An outspoken Malaysian professor of constitutional law, is considering resigning from his post in the university in the midst of on-going police investigation on his comments about the purview of the constitutional monarchy. He has also received a death threat and claimed that one of his friends was also being harassed by “certain quarters” for his comments.
“I will decide in a week whether to remain as a professor in (International Islamic University) or quit the job immediately,” Professor Abdul Aziz Bari told online news Free Malaysia Today on 30 November. “…people surrounding me, especially my friends, are suffering because of me,” he added.
In early October, the law lecturer said that it was “unusual and inconsistent” for the Selangor state’s Sultan, Sharafuddin Idris Shah to defend the state’s religious department (Selangor Islamic Affairs Department- JAIS), which has came under fire for raiding a church allegedly converting the Muslims. Under Malaysia’s law, proselytizing Muslims is prohibited. The Sultan said the department had evidence of proselytizing activity at the raided church event but it did not warrant legal prosecution.
His comment was deemed insulting to the monarchy by Malay ethno-religious pressure groups and he was attacked by a ruling party-owned daily, Utusan Malaysia. A senator from the same party, lodged a police report against him. Following the flak, the university suspended Aziz, but the move provoked a public outcry. Activists, opposition law makers and academics criticised the suspension as a violation of academic freedom. On 24 October, the university lifted the suspension after university students, reported to be in hundreds, staged a protest demonstration.
But far from signifying a closure, Aziz said that the lifting of suspension meant little as the university and police investigation continued to investigate him.
“They (the university) expect me to work and do things as usual, but I remain a suspect as the police continue to harass me,” he told another online media, Malaysiakini on 25 October.
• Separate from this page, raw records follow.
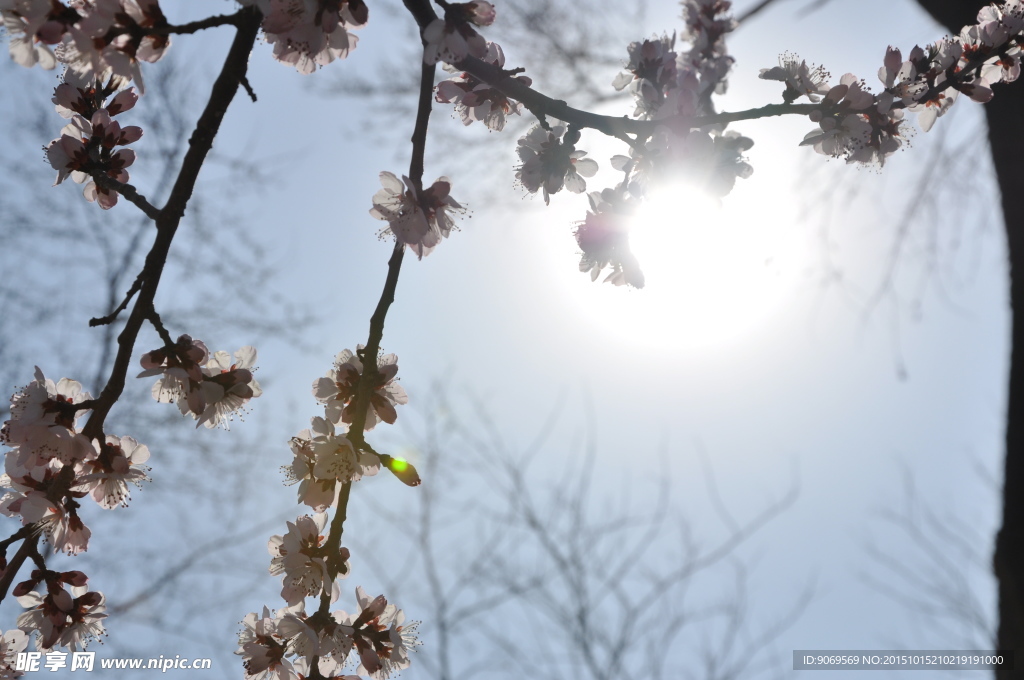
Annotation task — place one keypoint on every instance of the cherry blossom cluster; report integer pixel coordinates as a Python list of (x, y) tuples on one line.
[(95, 39), (477, 100), (667, 83), (417, 218), (282, 645), (454, 38), (603, 238), (551, 161), (51, 464), (12, 643), (862, 127), (87, 146), (309, 34), (65, 619), (327, 457), (668, 86), (210, 388)]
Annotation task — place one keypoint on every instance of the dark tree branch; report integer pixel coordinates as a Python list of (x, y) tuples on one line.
[(111, 317), (170, 216)]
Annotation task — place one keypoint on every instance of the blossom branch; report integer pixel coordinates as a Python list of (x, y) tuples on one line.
[(201, 25), (14, 565), (170, 216)]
On 29 October, he received a bullet in his mail and a warning. In early November, the Higher Education Minister Datuk Seri Mohamed Khaled Nordin said the Professor should resign. By late November Aziz found himself in deeper controversy, after the Sultan disputed his comments and said that he was saddened by the professor’s thoughts on another matter – an amendment to the state enactment. Aziz said that the amendment exempted the accounts of the state religious council (Selangor Islamic Affairs Council-Mais) and the Selangor Zakat Board from audit by the national Audit-General. But the professor said that given the limited access to the documents of the amendment, he could have been mistaken in his comments and was willing meet the Sultan to clear the air.
Discussion about the roles of the monarchy remains one of the sensitive topics in Malaysia, a country which has a Sultan in nine states and a Yang Dipertua (Head of State) for the other four. The Federal Constitution and the Sedition Act 1948 outlaw questioning the position of the monarchy, and have been used rather broadly by politicians of the ruling party and right-wing segments in the society to condemn any discussion about the royalty.
Aziz, who has written extensively on monarchy and politics, argued in Malaysiakini on 12 October that criticism of the monarchy is permitted under the laws, but calling for its abolishment is not. Following the publication, both Malaysiakini and Aziz were questioned by the Communications and Multimedia Commission on 17 October.